The top Republican on the Senate Homeland Security Committee urged the Obama administration on Wednesday to "immediately" raise the terror threat level.

Sen. Susan Collins (R-Maine), the ranking member of the Senate Homeland Security Committee, said she spoke to Homeland Security Secretary Janet Napolitano to urge raising the threat level.

Collins said she told Napolitano it would be "prudent for administration to immediately elevate the terror threat level until we can review the materials that we found in Osama's compound" on ABC's "Top Line" webcast.

Bin Laden was killed Sunday in Pakistan during a U.S. assault. During the raid, a reputed "treasure trove" of intelligence was seized from the compound in which bin Laden was hiding.

Senior lawmakers have warned of retributive terrorist attacks in the short-term, and Collins suggested raising the threat level under the new system, which issues two-week warnings of attacks.

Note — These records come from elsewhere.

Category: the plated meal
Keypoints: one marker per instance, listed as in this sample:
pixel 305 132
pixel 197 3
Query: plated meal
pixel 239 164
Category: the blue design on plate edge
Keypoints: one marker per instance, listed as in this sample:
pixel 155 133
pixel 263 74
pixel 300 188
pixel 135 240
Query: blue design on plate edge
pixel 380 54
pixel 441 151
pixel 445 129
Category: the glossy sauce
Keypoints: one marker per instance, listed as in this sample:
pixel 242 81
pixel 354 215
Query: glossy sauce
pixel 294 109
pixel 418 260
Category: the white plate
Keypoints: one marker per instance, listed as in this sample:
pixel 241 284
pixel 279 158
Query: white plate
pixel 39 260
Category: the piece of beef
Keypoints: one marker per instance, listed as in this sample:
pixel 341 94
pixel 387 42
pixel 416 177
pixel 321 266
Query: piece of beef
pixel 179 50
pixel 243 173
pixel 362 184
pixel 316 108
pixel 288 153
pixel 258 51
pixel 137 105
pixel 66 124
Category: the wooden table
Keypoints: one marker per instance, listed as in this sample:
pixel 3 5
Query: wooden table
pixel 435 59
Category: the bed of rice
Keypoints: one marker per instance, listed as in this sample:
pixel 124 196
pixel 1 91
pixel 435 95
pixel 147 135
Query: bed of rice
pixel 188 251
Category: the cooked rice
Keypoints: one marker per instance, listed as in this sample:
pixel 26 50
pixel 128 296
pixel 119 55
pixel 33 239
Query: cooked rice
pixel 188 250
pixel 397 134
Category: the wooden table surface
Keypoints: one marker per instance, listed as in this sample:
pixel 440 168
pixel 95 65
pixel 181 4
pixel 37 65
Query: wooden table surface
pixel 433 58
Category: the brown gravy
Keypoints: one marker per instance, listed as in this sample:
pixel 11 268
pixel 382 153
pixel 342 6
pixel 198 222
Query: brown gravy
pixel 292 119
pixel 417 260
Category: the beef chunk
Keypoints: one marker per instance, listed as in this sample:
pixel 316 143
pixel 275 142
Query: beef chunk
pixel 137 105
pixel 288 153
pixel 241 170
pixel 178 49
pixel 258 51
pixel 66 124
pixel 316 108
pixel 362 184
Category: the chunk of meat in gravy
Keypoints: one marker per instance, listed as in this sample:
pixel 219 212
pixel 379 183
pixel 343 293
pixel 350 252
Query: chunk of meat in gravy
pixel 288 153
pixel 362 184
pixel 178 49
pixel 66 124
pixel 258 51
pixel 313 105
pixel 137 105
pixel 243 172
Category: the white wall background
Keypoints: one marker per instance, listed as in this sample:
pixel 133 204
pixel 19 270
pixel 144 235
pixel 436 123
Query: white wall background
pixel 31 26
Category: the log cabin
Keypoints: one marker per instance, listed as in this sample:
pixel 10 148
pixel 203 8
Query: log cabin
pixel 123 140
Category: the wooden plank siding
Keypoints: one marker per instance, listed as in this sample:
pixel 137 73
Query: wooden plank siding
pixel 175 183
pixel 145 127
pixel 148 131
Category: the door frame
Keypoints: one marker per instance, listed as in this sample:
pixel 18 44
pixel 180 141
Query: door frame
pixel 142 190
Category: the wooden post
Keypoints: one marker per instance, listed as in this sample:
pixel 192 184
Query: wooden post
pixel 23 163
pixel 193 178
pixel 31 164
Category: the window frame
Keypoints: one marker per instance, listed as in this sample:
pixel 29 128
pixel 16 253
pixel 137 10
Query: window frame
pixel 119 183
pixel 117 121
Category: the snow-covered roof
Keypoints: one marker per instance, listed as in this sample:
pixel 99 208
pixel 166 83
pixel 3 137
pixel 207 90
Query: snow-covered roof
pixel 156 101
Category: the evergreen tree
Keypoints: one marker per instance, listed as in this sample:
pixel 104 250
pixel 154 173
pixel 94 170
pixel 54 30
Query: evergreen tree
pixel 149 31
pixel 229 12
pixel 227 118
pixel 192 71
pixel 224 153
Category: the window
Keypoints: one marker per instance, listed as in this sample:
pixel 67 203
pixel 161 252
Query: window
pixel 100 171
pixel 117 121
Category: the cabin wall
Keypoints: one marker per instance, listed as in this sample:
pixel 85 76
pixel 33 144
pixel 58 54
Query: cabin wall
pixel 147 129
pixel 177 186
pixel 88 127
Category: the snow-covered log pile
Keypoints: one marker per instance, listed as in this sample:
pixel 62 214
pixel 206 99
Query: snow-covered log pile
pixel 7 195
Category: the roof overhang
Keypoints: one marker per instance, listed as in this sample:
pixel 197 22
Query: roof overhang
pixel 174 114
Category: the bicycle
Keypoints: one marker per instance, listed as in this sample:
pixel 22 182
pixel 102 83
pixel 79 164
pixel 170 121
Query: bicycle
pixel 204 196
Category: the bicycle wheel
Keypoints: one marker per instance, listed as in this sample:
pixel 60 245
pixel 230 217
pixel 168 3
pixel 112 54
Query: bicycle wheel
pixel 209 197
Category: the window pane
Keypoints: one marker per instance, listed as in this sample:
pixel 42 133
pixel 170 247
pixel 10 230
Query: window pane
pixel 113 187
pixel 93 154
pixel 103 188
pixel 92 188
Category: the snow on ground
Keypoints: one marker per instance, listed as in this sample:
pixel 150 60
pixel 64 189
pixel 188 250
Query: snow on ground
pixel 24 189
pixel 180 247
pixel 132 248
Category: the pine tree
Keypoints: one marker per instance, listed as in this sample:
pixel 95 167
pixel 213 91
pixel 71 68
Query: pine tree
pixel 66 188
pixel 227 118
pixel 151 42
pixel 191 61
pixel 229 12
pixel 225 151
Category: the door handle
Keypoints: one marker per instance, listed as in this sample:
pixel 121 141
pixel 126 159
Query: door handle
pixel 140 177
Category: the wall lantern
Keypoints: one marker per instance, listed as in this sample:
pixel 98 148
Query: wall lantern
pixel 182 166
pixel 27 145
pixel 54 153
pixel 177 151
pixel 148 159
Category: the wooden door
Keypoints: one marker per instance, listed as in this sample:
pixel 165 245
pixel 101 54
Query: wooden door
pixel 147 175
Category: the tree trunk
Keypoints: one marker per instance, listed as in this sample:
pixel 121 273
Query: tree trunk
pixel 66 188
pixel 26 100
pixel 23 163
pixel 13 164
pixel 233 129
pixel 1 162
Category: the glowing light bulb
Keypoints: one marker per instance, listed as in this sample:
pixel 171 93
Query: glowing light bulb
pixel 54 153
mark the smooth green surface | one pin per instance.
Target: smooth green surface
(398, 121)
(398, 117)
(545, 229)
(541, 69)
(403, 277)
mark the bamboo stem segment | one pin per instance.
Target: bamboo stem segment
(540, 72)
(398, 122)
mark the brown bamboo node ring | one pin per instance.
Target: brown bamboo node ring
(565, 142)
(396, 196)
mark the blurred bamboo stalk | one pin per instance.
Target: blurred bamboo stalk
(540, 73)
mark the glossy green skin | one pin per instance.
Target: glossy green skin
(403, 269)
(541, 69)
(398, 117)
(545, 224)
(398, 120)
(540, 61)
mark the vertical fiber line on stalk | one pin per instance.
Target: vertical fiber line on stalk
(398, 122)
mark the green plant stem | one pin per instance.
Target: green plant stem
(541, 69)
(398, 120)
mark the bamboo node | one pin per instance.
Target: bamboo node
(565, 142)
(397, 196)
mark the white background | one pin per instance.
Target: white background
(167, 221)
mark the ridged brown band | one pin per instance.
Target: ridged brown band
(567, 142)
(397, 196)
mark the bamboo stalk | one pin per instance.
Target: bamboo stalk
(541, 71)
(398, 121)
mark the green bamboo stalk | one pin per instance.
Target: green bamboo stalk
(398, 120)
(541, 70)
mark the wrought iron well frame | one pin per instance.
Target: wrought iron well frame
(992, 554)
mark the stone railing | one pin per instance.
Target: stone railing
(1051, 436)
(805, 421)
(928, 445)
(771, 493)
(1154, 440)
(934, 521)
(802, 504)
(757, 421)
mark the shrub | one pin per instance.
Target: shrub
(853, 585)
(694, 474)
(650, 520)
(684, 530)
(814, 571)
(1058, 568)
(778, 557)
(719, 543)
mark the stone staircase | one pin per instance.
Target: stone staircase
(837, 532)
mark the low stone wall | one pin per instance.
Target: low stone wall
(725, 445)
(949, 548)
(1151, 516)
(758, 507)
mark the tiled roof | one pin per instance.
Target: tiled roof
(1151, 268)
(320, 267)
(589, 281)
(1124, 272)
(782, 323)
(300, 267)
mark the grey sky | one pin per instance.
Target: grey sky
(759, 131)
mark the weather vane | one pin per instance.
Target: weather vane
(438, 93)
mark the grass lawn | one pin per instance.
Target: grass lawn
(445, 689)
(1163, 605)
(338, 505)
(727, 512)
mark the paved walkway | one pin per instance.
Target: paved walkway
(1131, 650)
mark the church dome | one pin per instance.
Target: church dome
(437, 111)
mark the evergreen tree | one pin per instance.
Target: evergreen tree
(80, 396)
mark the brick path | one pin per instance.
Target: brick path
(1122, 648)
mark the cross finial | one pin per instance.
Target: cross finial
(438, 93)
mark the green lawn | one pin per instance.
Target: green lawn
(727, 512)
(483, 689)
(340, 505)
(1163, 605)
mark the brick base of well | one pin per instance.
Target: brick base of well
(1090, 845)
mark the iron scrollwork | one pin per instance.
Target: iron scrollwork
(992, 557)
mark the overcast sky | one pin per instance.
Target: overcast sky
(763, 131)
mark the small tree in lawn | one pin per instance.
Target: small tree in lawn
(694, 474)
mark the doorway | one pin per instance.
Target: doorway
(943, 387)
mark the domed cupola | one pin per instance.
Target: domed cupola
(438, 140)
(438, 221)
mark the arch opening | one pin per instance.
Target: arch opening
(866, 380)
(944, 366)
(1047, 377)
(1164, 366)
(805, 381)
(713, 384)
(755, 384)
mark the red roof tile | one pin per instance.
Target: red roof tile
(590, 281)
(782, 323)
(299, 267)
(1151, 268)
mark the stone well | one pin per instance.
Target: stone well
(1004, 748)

The oft-criticized color-coded threat advisory system was replaced in April by the new National Terrorism Advisory System, which functions from a baseline understanding that the U.S. is always under the threat of attack and therefore always on alert.

If a specific threat emerges, however, the alert level can be raised to an “elevated” status, or, judging by the specific threat, an “imminent” status. The system does not require that a threat be considered "elevated" before being designated "imminent."

"Under the new system, it's raised in two-week intervals. That would give us time to make an assessment of whether we're at immediate risk," Collins said. "Just to be on the prudent side, just for the next two weeks, I would raise the terror threat level."


This story was corrected at 6:15 p.m. because the nation is not now at an "elevated" threat level, as was suggested.